É fácil colocar os peões primeiro porque são todos nós. Mesmo o condutor mais convicto tem de andar entre o seu carro e o parquímetro. E deveria ser fácil um projetista colocar os peões primeiro porque são os seus parentes, amigos e vizinhos. Avaliando um local ou sentado em frente do seu computador a desenhar, um projetista apenas tem de lembrar de um familiar mais velho, uma amiga com crianças pequenas e um vizinho que usa um andarilho para perceber a importância de criar um corredor pedonal livre de obstáculos, com um piso firme e regular, onde as pessoas podem andar à vontade.

Dado que somos todos peões não deve haver necessidade de defender a ideia de tornar os passeios mais seguros e mais confortáveis porque todos beneficiam. Exceto há pessoas que dão mais valor à possibilidade de estacionar onde julgam mais conveniente do que andar numa rua livre de obstáculos. Confesso para estas pessoas apenas posso dizer que regras existem precisamente para garantir que o resto da sociedade não sofre do egoísmo de uns poucos.

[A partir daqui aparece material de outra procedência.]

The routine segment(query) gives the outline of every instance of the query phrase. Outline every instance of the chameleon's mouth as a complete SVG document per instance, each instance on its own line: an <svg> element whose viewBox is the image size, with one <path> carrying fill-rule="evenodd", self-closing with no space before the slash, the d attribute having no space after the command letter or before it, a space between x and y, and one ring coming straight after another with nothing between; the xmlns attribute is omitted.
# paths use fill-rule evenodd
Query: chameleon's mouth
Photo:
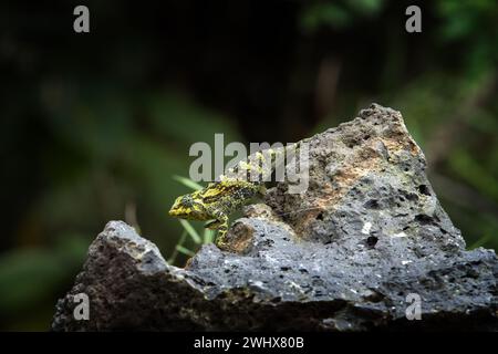
<svg viewBox="0 0 498 354"><path fill-rule="evenodd" d="M189 215L189 211L181 202L181 197L178 197L175 202L173 204L173 207L169 209L169 216L176 217L176 218L185 218Z"/></svg>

Também há comerciantes que pensam se as pessoas não podem parar à sua porta não terão clientes. A estes diria que uma rua melhor ordenada, sem carros nos passeios, onde um consumidor pode andar à vontade e parar em frente de uma montra sem preocupar-se com a circulação das outras pessoas, vai aumentar as suas vendas.  

Por fim, do ponto de vista de uma pessoa com deficiência visual os passeios sempre vão ser espaços onde se tem de prestar atenção. Há sempre pessoas a circular a velocidades diferentes, tais como pessoas a fazer jogging e crianças a aprender andar de bicicleta, e há sempre a possibilidade de surpresas, por exemplo obras ou uma esplanada nova. E mesma numa cidade inclusiva haverá bancos para sentar-se, árvores para criar sombra, e esplanadas para usufruir. Ou seja, uma data de objetos serão sempre implantados nos passeios. Daí é essencial eliminar o maior número de obstáculos possível, alinhar os equipamentos essenciais para criar um percurso pedonal acessível e acabar com a circulação e o estacionamento abusivos. É uma meta atingível que necessita um pouco mais esforço por parte dos projetistas e fiscais municipais, e estes apenas terão de imaginar um parente ou amigo com mobilidade condicionada a andar na rua em questão para chegar à conclusão que têm de proteger e valorizar o espaço dedicado aos peões. E quando são mais velhos podem colher os benefícios.